Experience has served us well over the millennia. After all, the world behaves in habitual ways. Certain things can be relied upon to occur again. Like the movement of our planet in space and the turning of the seasons, the day/night cycle, the path of the moon across the sky.

But. Though the general behaviour of the natural world (including us humans) can be predicted based on what happened before, the particulars of how it all plays out cannot. 

Try even pinning down the particulars of a single day, for goodness sake! Isn’t it supposed to be pretty much the same as the last one? Nothing has changed. Only it’s just the opposite. Nothing – not a single thing – is the same. Yesterday was infinitely different from today. My thoughts upon waking were different. The coffee I made for myself was different (damned mercurial milk steamer!) The words I typed were different. My mood that simmered all morning and flavoured every interaction I had with others was different. The people I met and the things they said were different. My kids when they came home from school were different. Even my physical body was different. I’ve sloughed off skin cells and stomach cells, have created new ones, I’ve breathed different molecules of air that each have their own unique history before they entered my body.
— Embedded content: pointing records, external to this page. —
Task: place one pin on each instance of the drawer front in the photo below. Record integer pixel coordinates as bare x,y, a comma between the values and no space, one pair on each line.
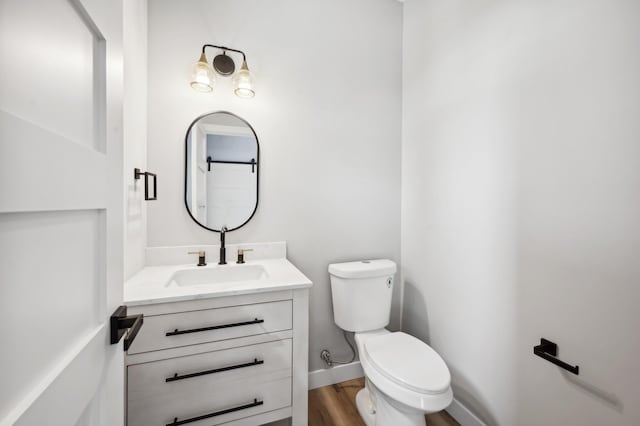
208,405
190,328
175,376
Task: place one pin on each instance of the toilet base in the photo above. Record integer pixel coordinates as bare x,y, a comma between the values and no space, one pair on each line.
365,407
376,409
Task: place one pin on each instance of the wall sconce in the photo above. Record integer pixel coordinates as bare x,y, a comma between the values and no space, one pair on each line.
203,78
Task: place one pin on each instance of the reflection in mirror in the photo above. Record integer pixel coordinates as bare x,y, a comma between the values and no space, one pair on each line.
221,173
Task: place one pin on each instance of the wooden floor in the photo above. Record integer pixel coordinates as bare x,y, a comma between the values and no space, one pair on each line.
335,405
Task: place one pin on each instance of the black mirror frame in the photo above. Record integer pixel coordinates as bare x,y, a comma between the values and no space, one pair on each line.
186,138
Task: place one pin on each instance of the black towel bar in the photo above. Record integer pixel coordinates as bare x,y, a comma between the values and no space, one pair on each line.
549,350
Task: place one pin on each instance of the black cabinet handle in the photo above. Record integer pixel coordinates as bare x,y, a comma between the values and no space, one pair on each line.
549,350
177,422
215,370
177,332
120,323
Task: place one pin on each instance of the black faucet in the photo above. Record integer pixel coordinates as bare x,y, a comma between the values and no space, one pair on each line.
223,249
201,257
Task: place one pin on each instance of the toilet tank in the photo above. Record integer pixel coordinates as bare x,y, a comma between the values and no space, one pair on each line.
361,293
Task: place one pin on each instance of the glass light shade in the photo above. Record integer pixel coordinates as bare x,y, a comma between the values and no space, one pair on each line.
202,76
243,85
If we assume that, because the generalities of life are predictable and relatively stable, the details will also be, we are 1) incorrect, and 2) limiting ourselves. Assuming that what happened before will always determine what happens next can be stifling and even disempowering.

Next time life feels a bit narrow, and choices seem limited, lean out the window and have a look at the sky. It’s a mirror to our own possibilities. Ephemeral. Expansive. Limitless.

So. Maybe that’s why I have this fascination with the ever-changing clouds. (“Oh look at the colours now!” I will exclaim as I grab my phone and take another shot). I love the fact that everything cannot be pinned down, that there is an inherent newness to every moment. The cool thing is, each new photograph, and each new moment, is stunning in its uniqueness, breath-takingly beautiful in ways that could never have been predicted.